1910 kehrte Mann nach Großbritannien zurück. Am Tag seiner Ankunft säumten tausende Menschen das Royal Victoria Dock in London bzw. liefen neben dem Schiff mit Mann an Bord am Ufer mit[4], was das Urteil von Sidney und Beatrice Webb, Mann sei „eine der anziehendsten Figuren in der Bewegung des Neuen Unionismus“ zu bestätigen schien.[5] Nach seiner Rückkehr verfasste Mann die Schrift „The Way to Win“, die die These aufstellte, dass der Sozialismus nur durch gewerkschaftliche Arbeit erreicht werden könne und die parlamentarische Demokratie die Korruption in sich trägt. Die Schrift entstand unter dem Eindruck des großen Labour Unrest im Großbritannien der Vorkriegszeit, welcher von anarchosyndikalistischen Ideen stark beeinflusst war. 1911 leitete Mann den Streik der Verkehrsbetriebe in Liverpool, 1912 wurde er verhaftet, da er in der anarchosyndikalistischen Zeitung The Syndicalist einen offenen Brief an britische Soldaten veröffentlicht hatte, der sie dazu aufrief, den Befehl zu verweigern, wenn sie auf streikende Arbeiter schießen sollen.[6] Die Zeit war geprägt von heftigeren Auseinandersetzungen zwischen der Arbeiterbewegung und dem britischen Staat. Manns Inhaftierung wurde nach öffentlichen Protesten wieder aufgehoben. Nach Ausbruch des Ersten Weltkrieges gehörte Mann aus religiösen Gründen und als überzeugter Sozialist zu den Kriegsgegnern in der britischen Arbeiterbewegung und organisierte pazifistische Demonstrationen und Kundgebungen. 1917 trat er der British Socialist Party, der Nachfolgerin der SDF bei. Die BSP hatte sich im Jahr zuvor der Labour Party angeschlossen.

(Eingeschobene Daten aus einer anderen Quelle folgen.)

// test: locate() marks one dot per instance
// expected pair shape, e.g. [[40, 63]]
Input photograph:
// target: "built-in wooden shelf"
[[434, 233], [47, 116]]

Späte Jahre[Bearbeiten | Quelltext bearbeiten]

1919 bewarb sich Mann noch einmal erfolgreich für das Amt des Vorsitzenden der Amalgamated Society of Engineers. Bis zu seinem Ruhestand im Alter von 65 Jahren 1921 behielt er diesen Posten. 1917 begrüßte er die Oktoberrevolution in Russland und die revolutionäre Regierung. Er setzte sich auch für die Errichtung von Sowjets (Räten) im Vereinigten Königreich als Legislativorgane ein. Wie viele andere ehemalige Mitglieder der British Socialist Party gründete Mann unter dem Eindruck der Russischen Revolution 1920 die Communist Party of Great Britain. Mann wurde Vorsitzender der britischen Sektion der Roten Gewerkschaftsinternationale.

Bis zu seinem Tod 1941 setzte sich Mann aktiv für die Ideen des Sozialismus, des Kommunismus und des gewerkschaftlichen Kampfes ein. Er veröffentlichte noch einige Schriften und hielt viele Reden auf Versammlungen in Großbritannien und anderen Ländern. Mann wurde mehrfach verhaftet, was seiner Popularität aber keinen Abbruch tat. Im Spanischen Bürgerkrieg wollte er auf der Seite der Republikaner gegen die Faschisten kämpfen, war dafür aber schon zu alt. Ihm zu Ehren wurde die Centuria Tom Mann nach ihm benannt.[7]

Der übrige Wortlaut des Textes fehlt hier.